Philippines: Higher rice, corn imports loom
The Philippines may import more rice and corn this year due to lower rice production and the extension of lower tariffs, according to the United States Department of Agriculture (USDA).
In a report, the USDA-Foreign Agricultural Service (FAS) raised its rice import forecast for the Philippines to 3.8 million metric tons (MT) this year from the previous target of 3.4 million MT.
The higher forecast was “because of the need to cover for the production shortfall,” it said.
Earlier, the Federation of Free Farmers (FFF) said the country may need to import at least three million MT of rice with a looming shortage due to low production and higher food utilization.
However, the Department of Agriculture (DA) dismissed the looming rice shortage this year.
In its latest report, the USDA said the Philippines’ milled rice production was expected to be lower, down to 11.975 million MT from the earlier forecast of 12.411 million MT for the year.
The USDA cited damage from Super Typhoon Karding in September last year as among the factors for the lower projection.
“Area harvested was lowered to 4.7 million hectares because of the damage brought by Super Typhoon Karding,” it said.
Meanwhile, the diminished fertilizer application will also lower rice yields.
The Philippines’ fertilizer imports saw a decline from April to July, which are “periods when it is most needed for growing crops,” the US agency said.
It also cited the decline in the total nitrogen value of fertilizers imported from July to August by 46 percent.

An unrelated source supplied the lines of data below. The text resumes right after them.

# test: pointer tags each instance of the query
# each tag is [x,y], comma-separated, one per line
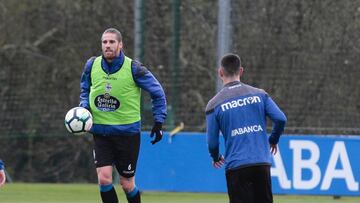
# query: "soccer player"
[2,173]
[239,112]
[110,89]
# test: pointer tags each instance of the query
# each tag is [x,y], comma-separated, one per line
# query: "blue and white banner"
[317,165]
[304,164]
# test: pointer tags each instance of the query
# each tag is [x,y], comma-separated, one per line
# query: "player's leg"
[130,189]
[103,158]
[239,185]
[126,161]
[262,185]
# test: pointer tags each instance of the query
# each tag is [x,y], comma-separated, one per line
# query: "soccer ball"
[78,120]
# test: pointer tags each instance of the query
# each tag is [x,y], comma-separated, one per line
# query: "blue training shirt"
[142,77]
[239,112]
[1,165]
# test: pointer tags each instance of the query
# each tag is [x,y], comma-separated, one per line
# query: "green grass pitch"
[88,193]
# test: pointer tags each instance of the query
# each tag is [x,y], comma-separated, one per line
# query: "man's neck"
[229,80]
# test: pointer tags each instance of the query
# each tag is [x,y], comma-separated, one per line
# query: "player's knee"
[127,184]
[104,179]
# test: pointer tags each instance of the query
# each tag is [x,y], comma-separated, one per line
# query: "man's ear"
[241,71]
[221,72]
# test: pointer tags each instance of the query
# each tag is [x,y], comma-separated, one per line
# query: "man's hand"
[156,130]
[273,149]
[219,163]
[2,177]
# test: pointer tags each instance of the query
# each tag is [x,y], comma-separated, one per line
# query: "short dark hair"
[231,64]
[114,31]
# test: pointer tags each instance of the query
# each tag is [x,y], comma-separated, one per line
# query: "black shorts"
[121,151]
[250,184]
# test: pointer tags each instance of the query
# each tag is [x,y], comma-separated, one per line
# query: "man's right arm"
[85,84]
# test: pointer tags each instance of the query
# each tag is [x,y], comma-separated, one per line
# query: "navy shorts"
[122,151]
[250,184]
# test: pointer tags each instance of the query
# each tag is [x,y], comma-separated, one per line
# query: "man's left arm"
[277,117]
[146,81]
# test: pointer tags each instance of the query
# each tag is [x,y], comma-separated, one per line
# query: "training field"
[88,193]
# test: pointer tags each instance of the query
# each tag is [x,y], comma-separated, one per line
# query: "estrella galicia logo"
[106,103]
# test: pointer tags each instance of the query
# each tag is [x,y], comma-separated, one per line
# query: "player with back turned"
[239,112]
[2,173]
[110,89]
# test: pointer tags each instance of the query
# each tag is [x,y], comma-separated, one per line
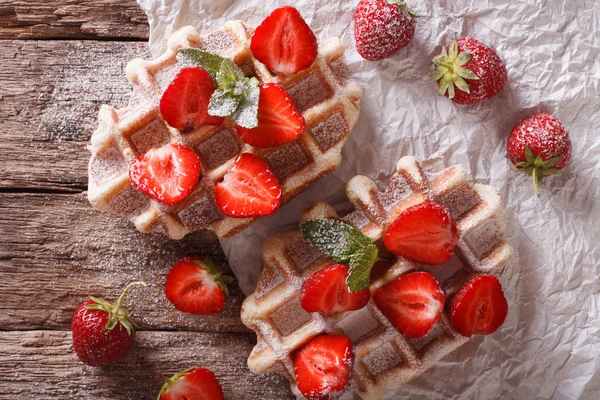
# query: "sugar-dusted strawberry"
[191,384]
[539,146]
[479,308]
[249,189]
[184,104]
[195,286]
[167,174]
[424,233]
[326,291]
[469,72]
[284,42]
[382,27]
[279,120]
[102,331]
[323,367]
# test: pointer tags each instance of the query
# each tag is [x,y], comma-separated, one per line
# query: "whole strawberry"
[469,72]
[382,27]
[102,332]
[539,146]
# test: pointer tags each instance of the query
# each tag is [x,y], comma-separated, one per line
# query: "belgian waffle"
[383,356]
[328,99]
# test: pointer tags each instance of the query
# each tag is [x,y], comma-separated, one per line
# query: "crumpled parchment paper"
[549,346]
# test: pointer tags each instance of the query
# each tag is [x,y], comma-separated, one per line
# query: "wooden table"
[60,60]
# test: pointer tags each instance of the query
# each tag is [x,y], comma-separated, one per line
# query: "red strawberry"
[249,189]
[479,307]
[279,121]
[192,384]
[195,286]
[413,303]
[424,233]
[184,104]
[469,72]
[167,174]
[284,42]
[382,27]
[102,332]
[326,292]
[540,146]
[323,367]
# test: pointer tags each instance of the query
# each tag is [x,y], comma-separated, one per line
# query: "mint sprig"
[344,244]
[236,95]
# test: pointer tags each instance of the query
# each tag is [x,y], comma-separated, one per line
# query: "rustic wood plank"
[72,19]
[42,365]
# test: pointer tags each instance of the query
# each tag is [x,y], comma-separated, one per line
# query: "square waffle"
[328,99]
[383,356]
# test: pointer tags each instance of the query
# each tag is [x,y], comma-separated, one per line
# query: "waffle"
[383,356]
[328,99]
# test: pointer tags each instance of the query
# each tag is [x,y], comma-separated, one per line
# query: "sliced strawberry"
[413,303]
[323,367]
[167,174]
[424,233]
[279,121]
[479,308]
[184,104]
[326,292]
[195,286]
[192,384]
[284,42]
[249,189]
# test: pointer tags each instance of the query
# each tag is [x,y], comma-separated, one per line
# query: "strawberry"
[102,332]
[469,72]
[279,121]
[184,104]
[424,233]
[195,286]
[284,42]
[413,303]
[382,27]
[191,384]
[323,367]
[326,291]
[479,307]
[249,189]
[539,146]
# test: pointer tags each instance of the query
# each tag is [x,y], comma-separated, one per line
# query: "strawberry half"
[323,367]
[424,233]
[479,308]
[284,42]
[326,291]
[184,104]
[167,174]
[279,120]
[413,303]
[249,189]
[195,286]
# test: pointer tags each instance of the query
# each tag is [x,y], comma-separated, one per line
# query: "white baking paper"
[549,346]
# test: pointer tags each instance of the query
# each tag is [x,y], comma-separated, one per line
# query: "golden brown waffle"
[328,99]
[383,356]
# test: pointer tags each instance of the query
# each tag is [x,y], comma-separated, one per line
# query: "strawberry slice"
[249,189]
[413,303]
[323,367]
[195,286]
[479,308]
[326,292]
[424,233]
[184,104]
[167,174]
[284,42]
[192,384]
[279,120]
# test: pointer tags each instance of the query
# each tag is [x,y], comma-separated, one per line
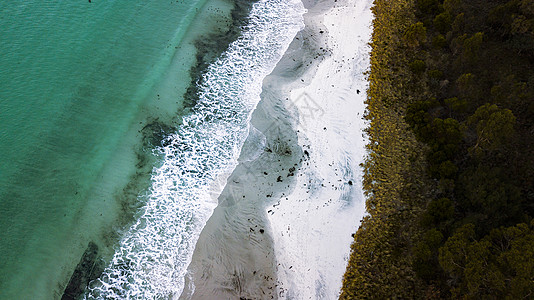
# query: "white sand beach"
[283,225]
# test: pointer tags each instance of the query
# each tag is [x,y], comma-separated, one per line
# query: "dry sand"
[285,217]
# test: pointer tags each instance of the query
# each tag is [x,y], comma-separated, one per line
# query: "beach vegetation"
[449,175]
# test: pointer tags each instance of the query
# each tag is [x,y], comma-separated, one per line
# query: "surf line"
[153,256]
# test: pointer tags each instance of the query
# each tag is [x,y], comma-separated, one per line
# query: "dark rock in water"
[155,133]
[89,268]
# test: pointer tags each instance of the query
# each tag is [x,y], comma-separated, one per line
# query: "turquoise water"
[78,81]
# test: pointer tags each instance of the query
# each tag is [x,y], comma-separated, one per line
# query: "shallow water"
[76,81]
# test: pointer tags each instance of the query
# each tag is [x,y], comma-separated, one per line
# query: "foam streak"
[154,254]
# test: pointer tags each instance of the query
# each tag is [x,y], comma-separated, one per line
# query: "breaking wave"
[153,256]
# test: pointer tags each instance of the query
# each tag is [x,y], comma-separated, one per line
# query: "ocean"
[117,120]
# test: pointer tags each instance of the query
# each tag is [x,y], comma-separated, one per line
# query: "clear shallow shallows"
[153,256]
[74,77]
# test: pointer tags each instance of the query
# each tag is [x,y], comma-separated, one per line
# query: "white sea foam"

“Because of this data (and in consultation with industry contacts), FAS Manila believes that there should be contraction of rice production for MY 2022/23 Quarter 1 rather than the one percent increase in the official government data,” the USDA said.
The USDA has also estimated the country’s rice consumption to reach 15.7 million MT next year, higher than its previous forecast of 15.6 million MT.
This is in line with the shifting of demand from high-priced bread to rice, it said.
Ending stocks were lowered further to 4.19 million MT from 4.61 million MT to reflect higher demand.
For corn, the USDA expects the Philippines to import one million MT, up by 300,000 MT from its previous projection.
The increase is attributed to the extension of lower tariffs through 2023, as well as competitive ASEAN corn price quotes.
For the country’s corn production, the US agency maintained its forecast of 7.9 million MT.
“While farmgate prices have become attractive for corn farmers, this was tempered by the high production costs (of which fertilizer is a major factor). As with rice, FAS Manila believes that there is a reduction in corn production (as opposed to Philippine government data),” it said.
The USDA also expects the corn feed consumption to increase by 300,000 MT to 6.9 million MT due to the extension of lower tariffs and competitive future price quotes.
“Corn is still the preferred feed ingredient, especially for broilers and layers when available,” it said.
Last month, President Marcos approved the endorsement by the Board’s Committee on Tariff and Related Matters to extend the low Most Favored Nation (MFN) tariff rates on meat of swine (fresh, chilled, or frozen), maize, rice, and coal under Executive Order (EO) No. 171 for another year.
EO 171 was then signed last May by then president Rodrigo Duterte to bring down prices and stabilize the supply of agricultural products in the country
It extended the 15-percent in-quota and 25-percent out-quota tariff rates for pork were extended until Dec. 31 this year, and will revert back to 30 percent and 40 percent, respectively, by Jan. 1.
It also extended until the end of the year the reduced tariff of 35 percent on imported rice, and will return to 40-percent in-quota and 50-percent out quota tariff rates by January.
The EO also lowered the in-quota tariffs on corn imports to five percent from 35 percent until the end of the year.
With the higher projections for corn, the country is seen to import and consume less wheat this year.
The USDA has estimated wheat imports to reach 5.8 million MT, down 900,000 MT from its previous forecast, because of higher wheat prices and competitive corn quotes.
Feed wheat consumption is also expected to decline, by 200,000 MT to 2.5 million MT because of expectations that some demand will shift to corn, it said.